A data scraper for americanas.com.br using Scrapy and Selenium.
Last tested on 2017-06-09.
- Scraping by categories
- Get product names, IDs, urls and price
- Support for item variations in voltage (220v / 110v) (will skip items with any other kind of selection (i.e. color))
- UTF-8 json dump of items by category
- Calculates shipping for each item for a list of postal codes (brazilian CEP)
- Scrapy (https://docs.scrapy.org/en/latest/intro/install.html)
- Selenium (http://selenium-python.readthedocs.io/installation.html)
Checkout the repository:
git clone https://github.com/bolaum/thedigger.git
cd thedigger/
And install dependencies (virtualenv recommended):
virtualenv venv
source venv/bin/activate
pip install -r requirements.txt
Or if using conda:
conda create -n thedigger --file requirements.txt -c conda-forge
source activate thedigger
Add regular expression of categories to scrape in thedigger/spiders/americanas.py
:
class MySpider(SitemapSpider):
...
# list all categories you wish to scrape
sitemap_rules = [
('/categoria/eletrodomesticos/freezer/vertical', 'parse_category'),
# ('/categoria/games/playstation-4/console-playstation-4', 'parse_category'),
# ('/categoria/games/xbox-360/console-xbox-360', 'parse_category'),
]
...
Add brazilian postal codes to calculate shipping for each item in thedigger/spiders/americanas.py
:
class MySpider(SitemapSpider):
...
# list all postal codes you wish to calculate shipping price
postal_codes = [
"13083590",
"24030077"
]
...
Calculating shipping costs uses Selenium to fill in forms and will be slow. If you don't need it, make it empty for faster scraping.

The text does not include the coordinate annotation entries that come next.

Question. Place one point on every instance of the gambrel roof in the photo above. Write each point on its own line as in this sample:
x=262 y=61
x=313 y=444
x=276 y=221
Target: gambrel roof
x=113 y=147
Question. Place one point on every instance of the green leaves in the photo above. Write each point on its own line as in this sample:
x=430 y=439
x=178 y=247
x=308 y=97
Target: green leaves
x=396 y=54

Just start the crawler with
scrapy crawl americanas
It will output one json file for each category to ./dump/
directory by default. This can be changed in thedigger/pipelines.py
, attribute path
of JsonWriterPipeline
:
class JsonWriterPipeline(object):
# path to dump json files
path = "dump"
...
Output example:
[
{
"itemId": "21318848",
"url": "http://www.americanas.com.br/produto/21318848",
"price": {
"unique": {
"product": "R$ 3.624,96",
"shipping": {
"24030077": [
{
"date": "15 dias úteis",
"price": "R$ 219,89",
"type": "Econômica"
}
],
"13083590": []
}
}
},
"name": "Freezer Horizontal 311 L Congelador Com Tampa De Vidro Fricon 127 V"
},
{
"itemId": "117247630",
"url": "http://www.americanas.com.br/produto/117247630",
"price": {
"110v": {
"product": "R$ 2.499,99",
"shipping": {
"24030077": [
{
"date": "5 dias úteis",
"price": "R$ 49,99",
"type": "Rápida"
},
{
"date": "6 dias úteis",
"price": "R$ 24,99",
"type": "Econômica"
}
],
"13083590": [
{
"date": "5 dias úteis",
"price": "R$ 49,99",
"type": "Rápida"
},
{
"date": "7 dias úteis",
"price": "R$ 24,99",
"type": "Econômica"
},
{
"date": "A agendar",
"price": "R$ 24,99",
"type": "Agendada"
}
]
}
},
"220v": {
"product": "R$ 2.629,57",
"shipping": {
"24030077": [],
"13083590": []
}
}
},
"name": "Freezer Vertical Brastemp BVR28 228 Litros Inox Frost Free"
}
]